Revelation 11:3, 4
And I will give power unto my two witnesses, and they shall prophesy a thousand two hundred and threescore days, clothed in sackcloth.
These are the two olive trees, and the two candlesticks standing before the God of the earth.
Even in the darkest stretch of the Tribulation, God will not leave the world without a witness.
John says the Lord will raise up two witnesses and give them power to prophesy for one thousand two hundred and threescore days. Not one witness, but two. That is not accidental. Throughout Scripture, the Lord establishes testimony in a way that is clear and confirmed. Paul says, “In the mouth of two or three witnesses shall every word be established” (2 Corinthians 13:1). So when these two men appear, their number itself will say something. God is making His testimony plain.
You see that pattern all through the Bible. Out of the twelve spies, two stood on the side of faith in Numbers 13. Joshua sent two spies into the land in Joshua 2:1. On resurrection morning there were two angels at the tomb in John 20:12. Jesus sent His disciples out two by two in Mark 6:7. Again and again, the Lord confirms His word with sufficient witness.

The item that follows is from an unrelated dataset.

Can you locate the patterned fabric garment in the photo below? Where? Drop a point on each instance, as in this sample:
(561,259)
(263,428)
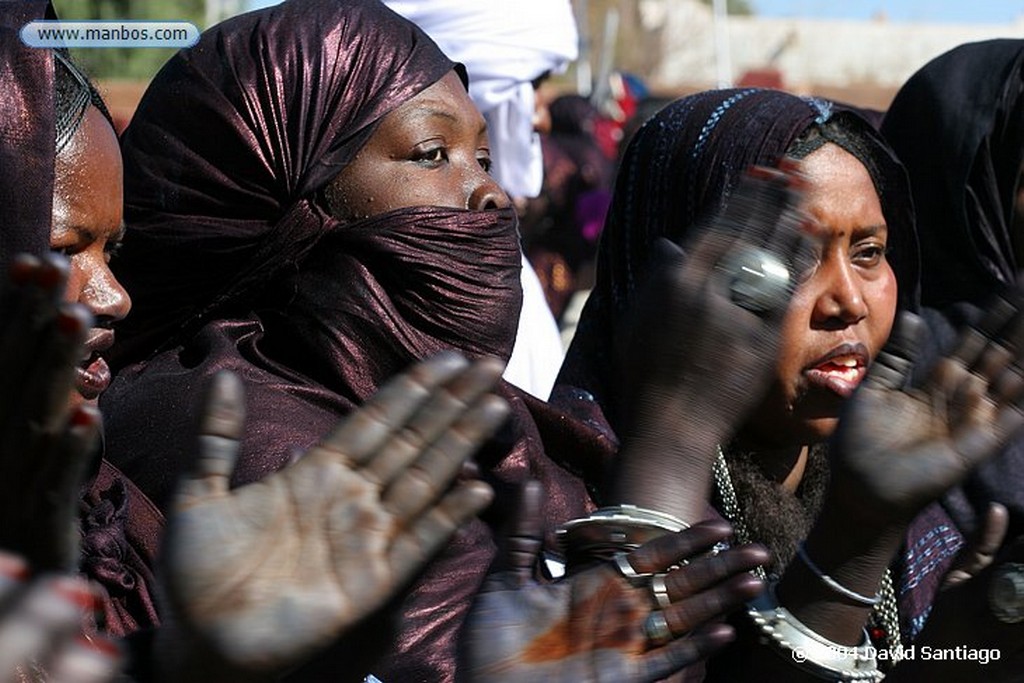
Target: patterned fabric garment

That is what will happen here.
These men will not come with polished image management or religious pageantry. John says they will be clothed in sackcloth. That means their ministry will carry the tone of grief, urgency, and repentance. They will not be entertainers. They will not be celebrities. They will be burdened men, speaking a burdened message to a world racing toward judgment.
Then John adds that they are the two olive trees and the two candlesticks standing before the God of the earth. That takes us back to Zechariah 4, where the olive trees are connected to the ongoing supply of oil. And oil, of course, speaks of the Spirit. So the picture is not merely that these men will have a task to do. It is that they will be divinely supplied for it. What God appoints them to do, God will empower them to do.

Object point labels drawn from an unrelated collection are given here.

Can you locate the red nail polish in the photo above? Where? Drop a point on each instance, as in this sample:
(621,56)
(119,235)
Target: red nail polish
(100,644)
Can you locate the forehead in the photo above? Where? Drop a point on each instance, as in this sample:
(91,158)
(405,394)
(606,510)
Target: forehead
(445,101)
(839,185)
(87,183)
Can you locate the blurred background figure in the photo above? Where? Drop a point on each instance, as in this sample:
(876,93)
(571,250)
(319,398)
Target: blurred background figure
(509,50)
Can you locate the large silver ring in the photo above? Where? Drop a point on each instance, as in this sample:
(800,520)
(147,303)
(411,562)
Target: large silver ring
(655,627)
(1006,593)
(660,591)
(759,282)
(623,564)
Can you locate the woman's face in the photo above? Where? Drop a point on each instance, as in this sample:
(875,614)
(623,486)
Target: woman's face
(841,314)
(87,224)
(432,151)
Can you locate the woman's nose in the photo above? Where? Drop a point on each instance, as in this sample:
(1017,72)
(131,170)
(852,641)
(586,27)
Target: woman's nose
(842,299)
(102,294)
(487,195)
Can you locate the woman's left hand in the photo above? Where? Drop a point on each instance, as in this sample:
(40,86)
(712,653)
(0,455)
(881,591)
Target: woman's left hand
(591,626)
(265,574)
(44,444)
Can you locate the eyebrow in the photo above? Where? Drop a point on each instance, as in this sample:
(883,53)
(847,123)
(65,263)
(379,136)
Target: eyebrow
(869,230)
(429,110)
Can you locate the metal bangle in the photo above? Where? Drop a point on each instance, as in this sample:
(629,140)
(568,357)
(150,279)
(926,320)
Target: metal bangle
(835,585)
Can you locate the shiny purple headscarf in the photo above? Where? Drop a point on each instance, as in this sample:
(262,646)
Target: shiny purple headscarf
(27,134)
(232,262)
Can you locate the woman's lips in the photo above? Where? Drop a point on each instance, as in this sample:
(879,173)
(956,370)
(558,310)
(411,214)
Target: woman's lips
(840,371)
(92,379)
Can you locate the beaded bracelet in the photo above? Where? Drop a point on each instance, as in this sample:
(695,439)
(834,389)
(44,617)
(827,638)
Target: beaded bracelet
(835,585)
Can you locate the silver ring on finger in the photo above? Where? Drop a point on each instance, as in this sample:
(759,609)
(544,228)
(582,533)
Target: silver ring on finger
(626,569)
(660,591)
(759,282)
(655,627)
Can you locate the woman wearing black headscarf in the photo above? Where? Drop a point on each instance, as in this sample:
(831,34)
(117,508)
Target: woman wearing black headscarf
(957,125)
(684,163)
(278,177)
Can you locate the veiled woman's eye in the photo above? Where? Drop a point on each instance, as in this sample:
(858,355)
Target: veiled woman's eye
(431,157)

I think that is the point John wants us to see. When that future hour comes, when the world is deep in rebellion and the pressure of the Tribulation is mounting, the Lord will still have His men. He will still have His witness. He will still have testimony on the earth that is clear, Spirit supplied, and impossible to dismiss.
So this is not really a small detail in the chapter. It is a declaration of divine faithfulness. Judgment may be falling, darkness may be deepening, and the world may be hardening itself against God, but the Lord will still speak. He will still warn. He will still call. He will still establish His word exactly as He intends.
That is the beauty of these two witnesses. They remind us that even in wrath, God is still speaking.